From the top of a \(7 \,\rm{m}\) high building, the angle of elevation of the top of a cable tower is \(60^\circ\) and the angle of depression of its foot is \(45^\circ\). Determine the height of the tower.

## Text Solution

**What is Known?**

(i) Height of building \(=7 \,\rm{m}\)

(ii) Angle of elevation of the top of a cable tower from building top \(=60^\circ\)

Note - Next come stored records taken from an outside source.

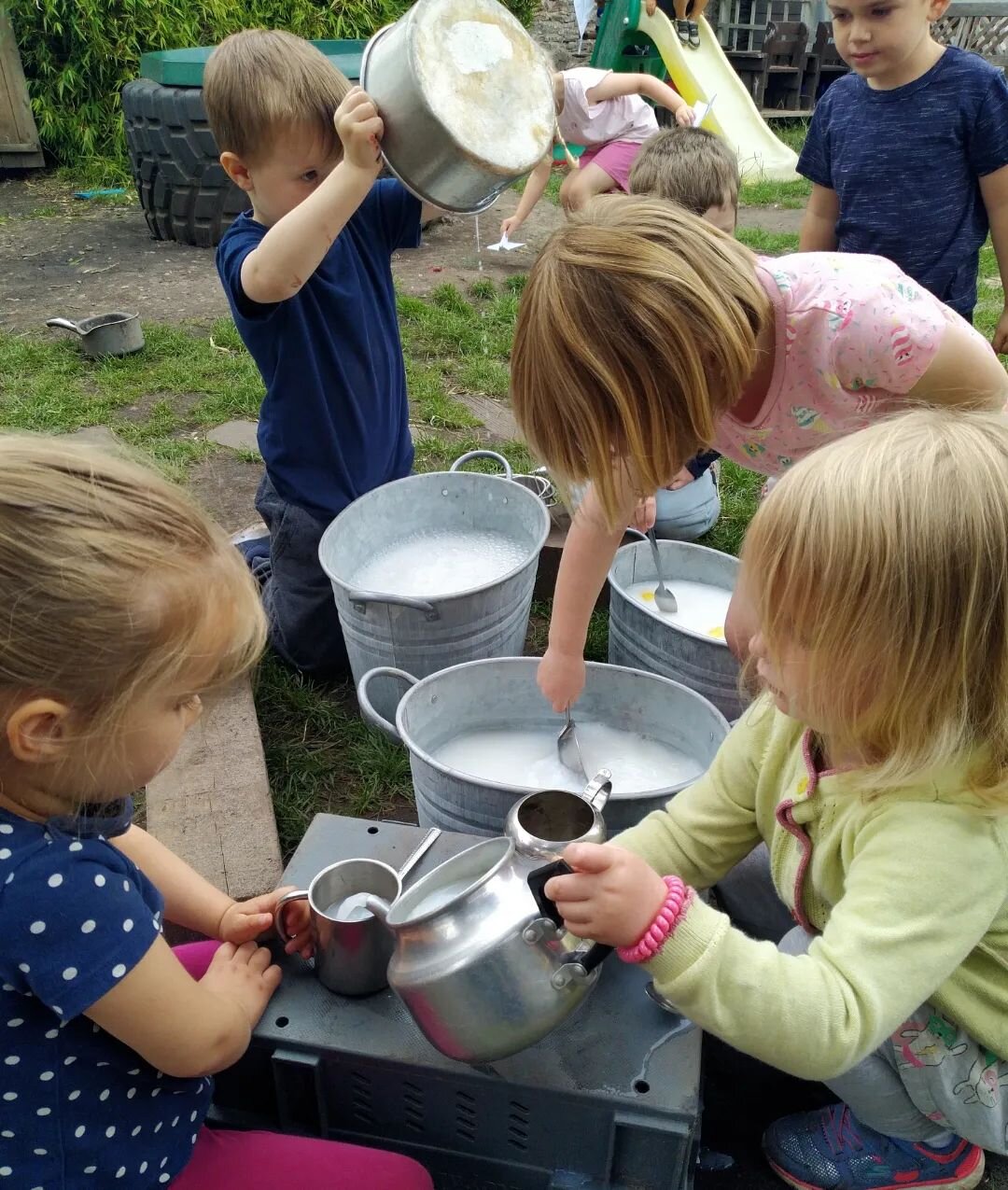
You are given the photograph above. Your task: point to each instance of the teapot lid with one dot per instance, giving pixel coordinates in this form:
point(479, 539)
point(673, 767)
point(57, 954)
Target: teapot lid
point(450, 882)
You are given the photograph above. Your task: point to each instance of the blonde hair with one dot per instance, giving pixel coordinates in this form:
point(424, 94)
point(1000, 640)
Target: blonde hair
point(113, 582)
point(691, 167)
point(886, 556)
point(637, 329)
point(262, 83)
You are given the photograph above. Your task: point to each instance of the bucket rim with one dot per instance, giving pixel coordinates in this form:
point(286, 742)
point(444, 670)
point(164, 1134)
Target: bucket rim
point(422, 753)
point(615, 588)
point(509, 488)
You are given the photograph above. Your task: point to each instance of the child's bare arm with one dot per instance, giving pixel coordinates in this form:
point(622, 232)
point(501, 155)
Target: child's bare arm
point(818, 230)
point(631, 83)
point(584, 563)
point(294, 246)
point(184, 1027)
point(535, 186)
point(994, 190)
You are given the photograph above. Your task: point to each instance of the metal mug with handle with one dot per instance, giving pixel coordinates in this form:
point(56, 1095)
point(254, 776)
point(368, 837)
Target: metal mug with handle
point(353, 948)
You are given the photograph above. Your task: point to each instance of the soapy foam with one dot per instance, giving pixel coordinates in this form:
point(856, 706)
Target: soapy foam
point(528, 758)
point(702, 606)
point(441, 562)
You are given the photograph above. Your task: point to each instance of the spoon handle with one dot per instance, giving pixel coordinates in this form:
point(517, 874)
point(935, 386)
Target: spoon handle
point(419, 851)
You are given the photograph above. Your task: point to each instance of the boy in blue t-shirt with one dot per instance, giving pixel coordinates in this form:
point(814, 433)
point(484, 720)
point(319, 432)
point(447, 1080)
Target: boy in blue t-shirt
point(908, 154)
point(308, 277)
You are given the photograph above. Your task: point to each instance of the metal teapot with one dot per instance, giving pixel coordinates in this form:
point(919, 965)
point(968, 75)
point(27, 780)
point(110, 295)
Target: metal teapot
point(481, 959)
point(541, 825)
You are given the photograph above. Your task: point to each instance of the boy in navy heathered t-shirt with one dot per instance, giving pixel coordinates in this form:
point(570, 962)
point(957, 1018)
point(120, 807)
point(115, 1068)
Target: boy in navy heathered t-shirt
point(908, 155)
point(308, 277)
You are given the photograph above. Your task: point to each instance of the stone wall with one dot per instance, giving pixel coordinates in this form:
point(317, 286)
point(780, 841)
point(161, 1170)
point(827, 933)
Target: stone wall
point(556, 30)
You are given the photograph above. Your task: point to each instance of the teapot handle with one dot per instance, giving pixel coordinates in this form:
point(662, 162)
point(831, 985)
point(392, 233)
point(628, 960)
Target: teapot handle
point(537, 881)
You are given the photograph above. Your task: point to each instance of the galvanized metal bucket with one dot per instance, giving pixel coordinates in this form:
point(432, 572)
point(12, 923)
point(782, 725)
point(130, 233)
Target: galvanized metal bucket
point(640, 639)
point(427, 635)
point(502, 693)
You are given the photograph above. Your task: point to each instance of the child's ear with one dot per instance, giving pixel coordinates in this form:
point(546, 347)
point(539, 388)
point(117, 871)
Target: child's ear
point(237, 170)
point(37, 731)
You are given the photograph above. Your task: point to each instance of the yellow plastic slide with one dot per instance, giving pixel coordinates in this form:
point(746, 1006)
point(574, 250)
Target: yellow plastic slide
point(705, 74)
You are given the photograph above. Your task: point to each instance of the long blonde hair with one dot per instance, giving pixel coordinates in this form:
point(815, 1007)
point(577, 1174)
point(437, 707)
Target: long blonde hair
point(637, 331)
point(113, 582)
point(886, 556)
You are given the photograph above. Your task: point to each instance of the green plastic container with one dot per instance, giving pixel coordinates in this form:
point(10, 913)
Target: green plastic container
point(185, 68)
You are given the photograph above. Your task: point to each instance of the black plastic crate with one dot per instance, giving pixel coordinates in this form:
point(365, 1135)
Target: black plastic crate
point(609, 1099)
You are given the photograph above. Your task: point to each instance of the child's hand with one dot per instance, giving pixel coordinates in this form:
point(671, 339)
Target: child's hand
point(644, 514)
point(612, 897)
point(561, 678)
point(243, 921)
point(243, 973)
point(359, 129)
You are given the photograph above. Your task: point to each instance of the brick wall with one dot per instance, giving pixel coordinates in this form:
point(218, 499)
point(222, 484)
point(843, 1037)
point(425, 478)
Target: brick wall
point(556, 30)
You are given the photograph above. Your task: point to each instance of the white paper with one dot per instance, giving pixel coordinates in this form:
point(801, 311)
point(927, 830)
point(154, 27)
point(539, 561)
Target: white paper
point(504, 245)
point(700, 111)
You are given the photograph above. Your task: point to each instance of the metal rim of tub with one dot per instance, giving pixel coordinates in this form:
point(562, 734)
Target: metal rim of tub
point(398, 734)
point(427, 605)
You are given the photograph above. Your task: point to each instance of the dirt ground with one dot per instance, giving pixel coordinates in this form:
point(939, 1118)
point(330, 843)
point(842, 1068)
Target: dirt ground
point(61, 258)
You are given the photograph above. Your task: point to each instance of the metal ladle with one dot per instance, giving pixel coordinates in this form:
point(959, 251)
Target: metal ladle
point(665, 600)
point(569, 749)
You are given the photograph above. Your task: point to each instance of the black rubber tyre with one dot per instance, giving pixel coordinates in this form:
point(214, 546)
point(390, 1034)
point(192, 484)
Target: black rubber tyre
point(185, 193)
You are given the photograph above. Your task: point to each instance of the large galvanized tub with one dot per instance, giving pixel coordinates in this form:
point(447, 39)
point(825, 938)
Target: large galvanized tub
point(641, 639)
point(425, 635)
point(502, 693)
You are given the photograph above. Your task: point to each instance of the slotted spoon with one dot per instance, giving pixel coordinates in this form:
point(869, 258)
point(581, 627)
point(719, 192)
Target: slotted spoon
point(567, 749)
point(665, 600)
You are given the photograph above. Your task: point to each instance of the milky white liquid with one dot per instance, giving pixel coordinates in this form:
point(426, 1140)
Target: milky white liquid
point(441, 562)
point(353, 908)
point(702, 607)
point(530, 758)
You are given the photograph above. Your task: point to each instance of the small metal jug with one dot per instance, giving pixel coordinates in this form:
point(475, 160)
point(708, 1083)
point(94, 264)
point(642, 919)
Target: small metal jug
point(541, 825)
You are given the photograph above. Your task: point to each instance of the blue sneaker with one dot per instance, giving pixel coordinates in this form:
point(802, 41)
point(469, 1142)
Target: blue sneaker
point(831, 1150)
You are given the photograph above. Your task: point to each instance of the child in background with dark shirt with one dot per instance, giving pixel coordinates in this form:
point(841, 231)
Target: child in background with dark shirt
point(308, 277)
point(908, 154)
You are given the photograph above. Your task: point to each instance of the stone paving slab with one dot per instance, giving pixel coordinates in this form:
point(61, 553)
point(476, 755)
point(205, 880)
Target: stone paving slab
point(212, 805)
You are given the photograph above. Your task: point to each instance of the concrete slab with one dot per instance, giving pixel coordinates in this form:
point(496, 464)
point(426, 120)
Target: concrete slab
point(98, 436)
point(236, 435)
point(212, 805)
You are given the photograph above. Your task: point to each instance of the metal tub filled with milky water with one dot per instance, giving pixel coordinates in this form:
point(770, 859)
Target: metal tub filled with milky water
point(689, 646)
point(433, 570)
point(481, 735)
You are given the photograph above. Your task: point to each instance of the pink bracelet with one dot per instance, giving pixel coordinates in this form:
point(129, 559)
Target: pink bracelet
point(678, 900)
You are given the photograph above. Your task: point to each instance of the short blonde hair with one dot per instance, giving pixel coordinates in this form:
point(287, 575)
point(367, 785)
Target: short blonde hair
point(259, 85)
point(113, 582)
point(886, 556)
point(637, 331)
point(691, 167)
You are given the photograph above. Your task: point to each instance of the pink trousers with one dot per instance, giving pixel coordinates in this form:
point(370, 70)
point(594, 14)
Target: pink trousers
point(264, 1160)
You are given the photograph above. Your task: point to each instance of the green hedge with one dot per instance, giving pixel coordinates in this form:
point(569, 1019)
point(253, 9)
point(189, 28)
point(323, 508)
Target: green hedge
point(77, 54)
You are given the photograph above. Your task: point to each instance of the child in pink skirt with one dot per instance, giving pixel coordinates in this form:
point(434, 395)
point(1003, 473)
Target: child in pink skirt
point(605, 112)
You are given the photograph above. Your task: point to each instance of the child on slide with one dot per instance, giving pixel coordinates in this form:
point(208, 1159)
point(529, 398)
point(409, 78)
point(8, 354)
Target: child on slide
point(605, 112)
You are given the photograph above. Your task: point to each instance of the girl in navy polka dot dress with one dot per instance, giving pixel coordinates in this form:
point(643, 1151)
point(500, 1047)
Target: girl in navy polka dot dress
point(120, 602)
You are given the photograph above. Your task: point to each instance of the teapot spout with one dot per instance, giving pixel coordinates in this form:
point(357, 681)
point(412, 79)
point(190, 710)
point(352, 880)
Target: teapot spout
point(596, 791)
point(377, 907)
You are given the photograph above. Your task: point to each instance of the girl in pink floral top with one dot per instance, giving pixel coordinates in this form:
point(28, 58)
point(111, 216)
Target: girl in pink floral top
point(647, 336)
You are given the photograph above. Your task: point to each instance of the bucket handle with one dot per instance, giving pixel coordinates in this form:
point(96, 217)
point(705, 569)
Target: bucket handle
point(368, 712)
point(362, 598)
point(483, 454)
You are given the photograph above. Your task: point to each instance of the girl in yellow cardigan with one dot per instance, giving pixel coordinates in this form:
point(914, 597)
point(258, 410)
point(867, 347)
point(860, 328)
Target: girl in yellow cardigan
point(875, 768)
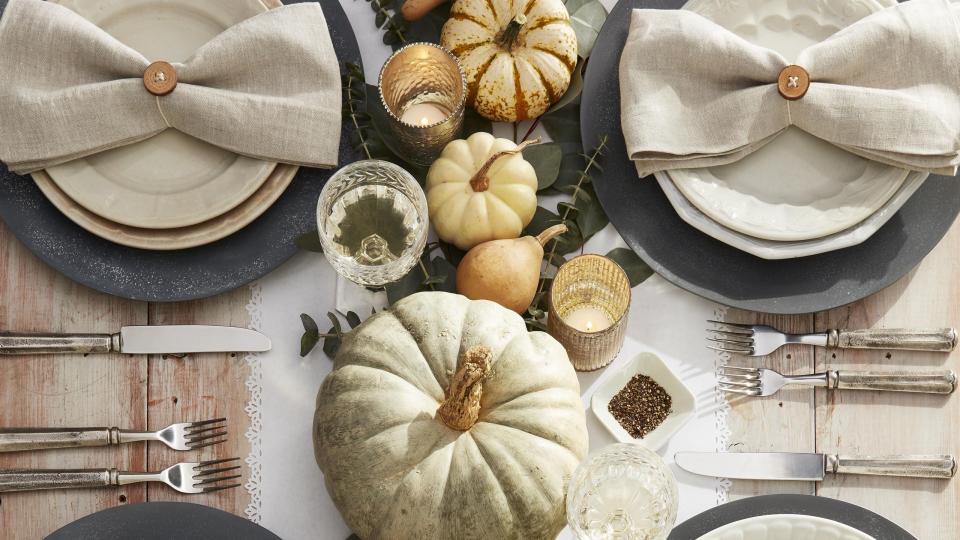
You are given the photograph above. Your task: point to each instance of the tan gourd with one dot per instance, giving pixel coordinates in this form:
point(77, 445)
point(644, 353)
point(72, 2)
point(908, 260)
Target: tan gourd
point(443, 418)
point(481, 189)
point(505, 271)
point(518, 55)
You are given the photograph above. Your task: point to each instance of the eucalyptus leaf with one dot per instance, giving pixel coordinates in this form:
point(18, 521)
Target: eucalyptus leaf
point(591, 218)
point(637, 270)
point(587, 20)
point(545, 159)
point(309, 241)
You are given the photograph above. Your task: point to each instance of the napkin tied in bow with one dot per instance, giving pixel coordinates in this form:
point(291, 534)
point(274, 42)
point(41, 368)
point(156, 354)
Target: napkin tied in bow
point(886, 88)
point(268, 88)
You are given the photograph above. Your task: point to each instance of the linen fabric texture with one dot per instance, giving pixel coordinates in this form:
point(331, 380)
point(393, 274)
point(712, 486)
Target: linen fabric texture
point(267, 88)
point(694, 94)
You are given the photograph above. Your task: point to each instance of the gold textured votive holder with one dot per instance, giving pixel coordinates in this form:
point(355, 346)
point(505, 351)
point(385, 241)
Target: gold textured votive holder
point(590, 284)
point(424, 91)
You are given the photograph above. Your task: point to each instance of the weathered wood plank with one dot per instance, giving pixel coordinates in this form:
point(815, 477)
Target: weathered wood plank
point(201, 387)
point(779, 423)
point(65, 390)
point(890, 423)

(iii) Angle of depression of the foot of the cable tower from building top \(= 45^\circ\)

**What is ****Unknown?**

Height of the tower

**Reasoning:**

Let the height of the tower is \(CE\) and the height of the building is \(AB\). The angle of elevation of the top \(E\) of the tower from the top \(A\) of the building is \(60^\circ\) and the angle of depression of the bottom \(C\) of the tower from the top \(A \)of the building is \(45^\circ\). Trigonometric ratio involving building height, tower height, angles and distances between them is \(\tan \theta \)

**Steps:**

Draw \(AD||BC\).

Then,\(\angle DAC=\angle ACB={{45}^{0}}\)(alternate interior angles.)

In \(\Delta ABC\),

\[\begin{align}\tan {{45}^{0}}&=\frac{AB}{BC} \\ 1&=\frac{7}{BC} \\ BC&=7 \end{align}\]

\(ABCD\) is a rectangle,

Therefore, \(BC = AD = 7 \, \rm{m}\) and \(AB = CD = 7 \, \rm{m}\)

In \(\Delta ADE\),

\[\begin{align} { \tan 60 ^ \circ = \frac { E D } { A D } } \\ { \sqrt { 3 } = \frac { E D } { 7 } } \\ { E D = 7 \sqrt { 3 } } \end{align}\]

Height of tower

\[\begin{align}CE&=ED+CD \\ &=7\sqrt{3}+7 \\ &=7(\sqrt{3}+1) \end{align}\]

Height of the tower \(= 7 ( 1 + \sqrt { 3 } ) \,\rm{m}\)